Через несколько дней после приезда Тило у матери появилась новая идея фикс. Она превратилась в своего рода кастового инквизитора. Она настаивала на том, что хочет знать, к какой касте, подкасте и подподкасте принадлежит каждый человек из госпитального персонала. Ей было мало, если они говорили: «Я сирийский христианин». Ей надо было знать, принадлежали ли они к течению Мартома, Якоба, Церкви Южной Индии или Ка-Нааху. Если же человек отвечал, что он индус и принадлежит к касте Эзхава, то мать сразу уточняла: тейя или чекавара. Если же человек отвечал, что принадлежит к «зарегистрированной касте», то матери непременно надо было знать, является ли он парайей, пулайей, параваном или улладаном. Принадлежит ли он к касте сборщиков кокосовых орехов? Были ли его предки официальными перевозчиками трупов, ассенизаторами, прачками или крысоловами? Она настаивала на подробном ответе и только потом соглашалась на процедуры и манипуляции. Если собеседник оказывался сирийским христианином, то мать обязательно интересовалась его родовым именем. Чей племянник женился на племяннице свояченицы? Чей дед был женат на дочке сестры чьей правнучки?
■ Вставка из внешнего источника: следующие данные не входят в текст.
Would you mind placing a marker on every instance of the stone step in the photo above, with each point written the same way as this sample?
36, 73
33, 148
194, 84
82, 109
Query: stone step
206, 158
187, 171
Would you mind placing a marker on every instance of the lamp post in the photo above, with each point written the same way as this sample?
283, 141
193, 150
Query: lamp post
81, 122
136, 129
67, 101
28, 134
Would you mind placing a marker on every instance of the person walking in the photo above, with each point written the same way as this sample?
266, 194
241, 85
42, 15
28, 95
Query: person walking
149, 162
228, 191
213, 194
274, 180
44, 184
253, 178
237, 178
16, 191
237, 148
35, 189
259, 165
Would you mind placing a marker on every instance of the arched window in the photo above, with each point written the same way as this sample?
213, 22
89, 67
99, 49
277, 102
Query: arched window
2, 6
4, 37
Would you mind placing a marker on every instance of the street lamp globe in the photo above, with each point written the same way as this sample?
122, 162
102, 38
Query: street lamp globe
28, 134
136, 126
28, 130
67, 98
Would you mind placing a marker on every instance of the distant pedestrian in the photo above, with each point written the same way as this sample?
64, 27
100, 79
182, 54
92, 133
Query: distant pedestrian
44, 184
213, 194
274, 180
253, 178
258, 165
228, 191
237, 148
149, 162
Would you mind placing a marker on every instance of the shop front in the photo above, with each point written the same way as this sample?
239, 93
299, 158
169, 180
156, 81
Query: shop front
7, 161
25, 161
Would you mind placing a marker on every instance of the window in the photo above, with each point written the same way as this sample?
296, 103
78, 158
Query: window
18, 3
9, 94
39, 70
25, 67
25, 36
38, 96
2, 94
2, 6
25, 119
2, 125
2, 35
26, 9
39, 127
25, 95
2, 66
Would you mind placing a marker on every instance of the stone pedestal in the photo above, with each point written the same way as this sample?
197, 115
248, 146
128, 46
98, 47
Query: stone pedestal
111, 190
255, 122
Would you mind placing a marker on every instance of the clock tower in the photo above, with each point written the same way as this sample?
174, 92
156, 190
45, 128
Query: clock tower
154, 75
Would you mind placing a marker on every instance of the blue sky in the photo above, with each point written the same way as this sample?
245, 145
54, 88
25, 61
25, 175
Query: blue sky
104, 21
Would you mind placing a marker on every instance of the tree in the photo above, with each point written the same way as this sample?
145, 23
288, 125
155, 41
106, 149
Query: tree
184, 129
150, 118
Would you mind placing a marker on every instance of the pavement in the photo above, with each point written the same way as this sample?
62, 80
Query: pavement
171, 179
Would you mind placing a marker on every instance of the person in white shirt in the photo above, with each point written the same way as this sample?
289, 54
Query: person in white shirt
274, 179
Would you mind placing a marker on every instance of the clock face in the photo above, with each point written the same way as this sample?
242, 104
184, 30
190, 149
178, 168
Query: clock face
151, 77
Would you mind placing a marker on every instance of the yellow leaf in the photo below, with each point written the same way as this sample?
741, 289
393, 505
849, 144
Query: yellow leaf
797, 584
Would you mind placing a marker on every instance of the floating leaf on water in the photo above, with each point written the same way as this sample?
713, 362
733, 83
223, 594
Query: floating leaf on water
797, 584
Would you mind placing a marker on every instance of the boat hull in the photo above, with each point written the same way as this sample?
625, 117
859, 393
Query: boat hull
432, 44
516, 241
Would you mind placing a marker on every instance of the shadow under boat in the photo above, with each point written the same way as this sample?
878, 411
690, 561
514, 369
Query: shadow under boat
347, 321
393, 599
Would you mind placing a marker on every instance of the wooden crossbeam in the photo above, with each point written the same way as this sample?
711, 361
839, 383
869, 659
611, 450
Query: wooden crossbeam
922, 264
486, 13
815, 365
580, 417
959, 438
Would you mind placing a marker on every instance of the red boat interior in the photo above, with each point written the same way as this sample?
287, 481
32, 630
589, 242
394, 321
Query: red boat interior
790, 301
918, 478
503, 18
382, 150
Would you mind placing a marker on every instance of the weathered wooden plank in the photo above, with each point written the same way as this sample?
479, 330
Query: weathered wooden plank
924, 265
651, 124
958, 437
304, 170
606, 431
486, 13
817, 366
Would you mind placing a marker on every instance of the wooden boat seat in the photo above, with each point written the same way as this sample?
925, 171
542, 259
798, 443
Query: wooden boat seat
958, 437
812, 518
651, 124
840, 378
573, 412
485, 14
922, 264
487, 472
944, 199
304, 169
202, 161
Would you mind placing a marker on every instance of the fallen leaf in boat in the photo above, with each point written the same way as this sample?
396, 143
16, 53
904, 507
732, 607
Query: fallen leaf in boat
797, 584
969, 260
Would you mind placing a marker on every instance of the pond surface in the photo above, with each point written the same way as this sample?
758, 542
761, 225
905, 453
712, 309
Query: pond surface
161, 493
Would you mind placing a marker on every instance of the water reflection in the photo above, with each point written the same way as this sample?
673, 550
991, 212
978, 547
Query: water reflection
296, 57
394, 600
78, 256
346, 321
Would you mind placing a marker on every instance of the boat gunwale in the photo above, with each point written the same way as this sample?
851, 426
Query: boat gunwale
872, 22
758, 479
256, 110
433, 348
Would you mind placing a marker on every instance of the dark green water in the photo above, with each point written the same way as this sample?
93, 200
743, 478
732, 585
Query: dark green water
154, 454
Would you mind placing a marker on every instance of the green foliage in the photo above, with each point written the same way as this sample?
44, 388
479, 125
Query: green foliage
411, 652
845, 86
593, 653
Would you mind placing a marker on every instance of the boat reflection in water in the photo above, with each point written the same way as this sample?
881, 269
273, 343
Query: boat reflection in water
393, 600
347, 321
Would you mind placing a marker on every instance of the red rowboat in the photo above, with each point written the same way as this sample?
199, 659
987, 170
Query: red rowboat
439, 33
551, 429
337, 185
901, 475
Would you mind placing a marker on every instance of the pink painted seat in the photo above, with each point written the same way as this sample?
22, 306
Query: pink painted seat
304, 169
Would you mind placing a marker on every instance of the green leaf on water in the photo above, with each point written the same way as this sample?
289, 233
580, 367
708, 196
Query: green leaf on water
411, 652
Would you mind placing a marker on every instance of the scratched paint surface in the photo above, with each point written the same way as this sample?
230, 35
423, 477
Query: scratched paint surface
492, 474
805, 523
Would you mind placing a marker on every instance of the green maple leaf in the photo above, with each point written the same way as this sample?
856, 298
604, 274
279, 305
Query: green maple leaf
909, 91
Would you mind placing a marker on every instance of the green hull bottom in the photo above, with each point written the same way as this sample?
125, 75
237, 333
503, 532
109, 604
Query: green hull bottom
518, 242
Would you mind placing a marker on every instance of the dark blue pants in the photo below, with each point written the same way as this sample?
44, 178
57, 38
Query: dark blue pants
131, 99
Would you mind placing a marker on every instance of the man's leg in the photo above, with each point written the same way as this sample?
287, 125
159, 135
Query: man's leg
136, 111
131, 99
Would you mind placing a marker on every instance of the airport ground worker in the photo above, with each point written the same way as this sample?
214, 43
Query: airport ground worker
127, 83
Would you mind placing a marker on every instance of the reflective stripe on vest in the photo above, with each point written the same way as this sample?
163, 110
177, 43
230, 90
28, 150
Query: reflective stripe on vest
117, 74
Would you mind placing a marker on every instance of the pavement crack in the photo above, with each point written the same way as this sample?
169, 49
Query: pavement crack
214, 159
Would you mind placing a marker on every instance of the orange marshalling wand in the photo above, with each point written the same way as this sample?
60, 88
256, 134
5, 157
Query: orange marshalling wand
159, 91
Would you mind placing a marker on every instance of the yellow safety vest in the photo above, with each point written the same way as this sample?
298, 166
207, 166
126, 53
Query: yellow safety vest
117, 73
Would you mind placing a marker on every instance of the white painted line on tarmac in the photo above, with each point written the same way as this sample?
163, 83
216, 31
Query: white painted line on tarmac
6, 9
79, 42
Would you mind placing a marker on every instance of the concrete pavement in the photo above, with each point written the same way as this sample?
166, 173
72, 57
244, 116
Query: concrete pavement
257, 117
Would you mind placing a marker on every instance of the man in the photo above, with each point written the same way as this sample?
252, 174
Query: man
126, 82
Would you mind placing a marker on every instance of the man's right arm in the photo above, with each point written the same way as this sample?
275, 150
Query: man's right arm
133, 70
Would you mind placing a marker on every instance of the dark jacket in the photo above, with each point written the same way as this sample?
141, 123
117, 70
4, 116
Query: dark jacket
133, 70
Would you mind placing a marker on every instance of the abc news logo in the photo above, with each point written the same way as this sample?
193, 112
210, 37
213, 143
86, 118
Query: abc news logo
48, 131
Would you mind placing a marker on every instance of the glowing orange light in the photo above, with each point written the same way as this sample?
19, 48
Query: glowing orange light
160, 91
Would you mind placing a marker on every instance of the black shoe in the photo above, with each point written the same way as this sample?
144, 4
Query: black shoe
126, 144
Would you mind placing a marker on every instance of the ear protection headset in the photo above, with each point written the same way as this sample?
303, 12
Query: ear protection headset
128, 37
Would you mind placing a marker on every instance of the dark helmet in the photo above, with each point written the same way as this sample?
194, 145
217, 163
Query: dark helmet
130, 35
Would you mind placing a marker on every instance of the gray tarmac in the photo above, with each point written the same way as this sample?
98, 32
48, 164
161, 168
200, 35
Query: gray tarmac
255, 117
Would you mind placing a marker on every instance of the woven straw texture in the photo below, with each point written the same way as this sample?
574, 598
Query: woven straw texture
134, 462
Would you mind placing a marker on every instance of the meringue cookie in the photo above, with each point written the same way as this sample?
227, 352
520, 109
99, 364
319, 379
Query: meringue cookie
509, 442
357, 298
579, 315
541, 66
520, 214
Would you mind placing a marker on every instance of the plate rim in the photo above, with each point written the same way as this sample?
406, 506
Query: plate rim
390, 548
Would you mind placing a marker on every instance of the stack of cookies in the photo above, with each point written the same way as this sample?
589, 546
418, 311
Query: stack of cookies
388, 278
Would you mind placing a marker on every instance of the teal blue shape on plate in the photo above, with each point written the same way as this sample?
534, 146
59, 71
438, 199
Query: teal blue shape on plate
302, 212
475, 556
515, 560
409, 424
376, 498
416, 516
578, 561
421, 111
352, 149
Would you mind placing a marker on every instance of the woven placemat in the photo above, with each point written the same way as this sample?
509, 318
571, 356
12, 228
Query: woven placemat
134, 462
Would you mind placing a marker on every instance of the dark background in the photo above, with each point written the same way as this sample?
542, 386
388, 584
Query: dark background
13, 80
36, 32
— Это ХОБЛ, — улыбаясь, говорили медицинские сестры Тило, видя обескураженное выражение на ее лице. — Не переживайте, при этой болезни такое случается сплошь и рядом.
Тило справилась в интернете. Хроническая обструктивная болезнь легких. Сестры объяснили Тило, что эта болезнь может превратить добропорядочную бабушку в содержательницу борделя, а епископа заставить ругаться, как пьяного рикшу. Нельзя принимать все это на свой счет. Это были сказочные девушки, эти сестры, грамотные, умелые — профессионалы до мозга костей. Каждая из них ждала случая получить работу в странах Персидского залива, в Англии или Соединенных Штатах, где смогут присоединиться к привилегированному сообществу малаяламских медицинских сестер. Ожидая такого случая, они, словно бабочки, порхали вокруг пациентов Озерного госпиталя. Они подружились с Тило, обменялись с ней телефонами и электронными адресами. В течение многих лет она получала по вотсапу рождественские поздравления и анекдоты от тех керальских медсестер.
Тем временем болезнь прогрессировала, мать становилась все более беспокойной, теперь с ней было почти невозможно справиться. Она практически перестала спать и ночами лежала с широко открытыми глазами — ночь за ночью — с расширенными зрачками, беспрестанно что-то говоря — сама с собой и со всеми, кто был готов ее слушать. Казалось, она хочет обхитрить смерть постоянным бодрствованием. Она все время что-то говорила — иногда что-то воинственное, но чаще что-то приятное и милое. Она пела — обрывки старых песен, гимны, рождественские хоралы, песни онамских гребцов. Она декламировала Шекспира на своем безупречном школьном английском. Расстраиваясь, она начинала оскорблять всех, кто попадал ей под руку, такими отборными малаяламскими ругательствами, что все недоумевали, откуда могла их набраться женщина ее положения и воспитания. Шли дни, и мать становилась все более и более агрессивной. Аппетит ее стал просто чудовищным, она поглощала вареные яйца и выпечку с жадностью приговоренного к смерти. У нее оказались сверхчеловеческие резервы жизнеспособности, особенно для женщины ее возраста. Она отважно сражалась с врачами и сестрами, вырывала иглы из вен. Ее нельзя было успокаивать лекарствами, потому что все успокаивающие лекарства угнетали дыхание. Наконец, ее снова перевели в отделение интенсивной терапии.